1.Humans are complex

Wuthering Heights has a theme that resonates time and again, screaming through the pages and chapters, warning the readers about the superficial extent of knowledge about a person that can have lethal consequences.

Be it Mr. Lockwood’s perception about Heathcliff, or Heathcliff’s love for Isabella or Linton’s blooming feelings for Catherine. It is a tricky business! Remember when Lockwood said, “He’ll love and hate equally under cover?” Lockwood must be dreading his own words in Chapter 33.

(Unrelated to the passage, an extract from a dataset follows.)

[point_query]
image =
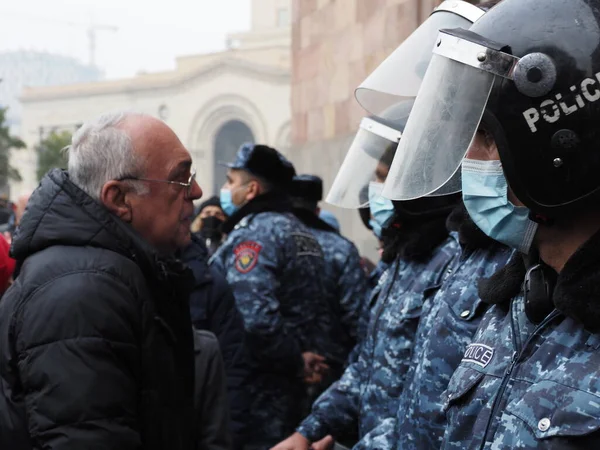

Didn’t you clench your heart when young Catherine was called by her uncle in the most hospitable manner ever? She thought of Heathcliff as a kind gentleman, but readers knew much more. Emily Brontë did not only want to get her readers to the edge of their seats but also had a lesson to teach. Humans can be complex, their psychological realms can resemble a spider’s web, so don’t be that fly!.

2.Man is a result of his situations- maybe (not)?

You’re lying if you couldn’t help but think how different Edgar Linton and Hindley Earnshaw were! Two loving husbands, death parting them from their wives. The difference- one turns to drinking, the other turns to his daughter. While Hindley turns to a lunatic, finding refuge in alcoholism, Edgar turns out as a loving father. The difference percolates through the generations and leaves imprints on the union of their children. (did we spill all the beans?)

“I used to draw a comparision between him and Hindley Earnshaw….They had both been fond husbands, and were both attached to their children; and I could not see how they shouldn’t both have taken the same road, for good or evil…Linton, on the contrary, displayed a true courage of loyal and faithful soul”

Now, one cannot ignore the fact that Hareton Earnshaw and Catherine Linton akin to Heathcliff and Catherine Earnshaw. Heathcliff and Hareton find shelter but fail to find familial love. But there is a difference, Heathcliff’s urge for love resembles tumultuous flames but Hareton’s love resembles rain after petrichor. Hareton amalgamates his wild spirit to his soothing love for Catherine. Heathcliff realizes this perfect balance that Hareton creates and makes Heathcliff realize his mistakes, (maybe) even turning him towards repentance. But one wishes if Hareton could lecture Heathcliff and force him to take down notes.

3. Love is a domestic affair- literally and very literally!

The love between siblings is not the usual hair-pulling and eye-scratching we can relate to! The Earnshaw siblings have a unique attachment which, even compelled Catherine to detach herself from Heathcliff. The Linton siblings have an unbreakable bond as well. Even when Isabella marries Heathcliff, Edgar’s isolation from Isabella is grave, but merely verbal. 

“It is out of the question my going to see her, however: we are eternally divided.

There is underlying concern and affection which is evident and highlighted when Edgar brings Linton Heathcliff after Isabella meets her end.

Incest reverberates time and again throughout the novel. Many critics argue that Heathcliff was Catherine’s foster brother and hence “suggests that an unconscious incest taboo impended Heathcliff and Catherine’s expectation of a normal sexual union”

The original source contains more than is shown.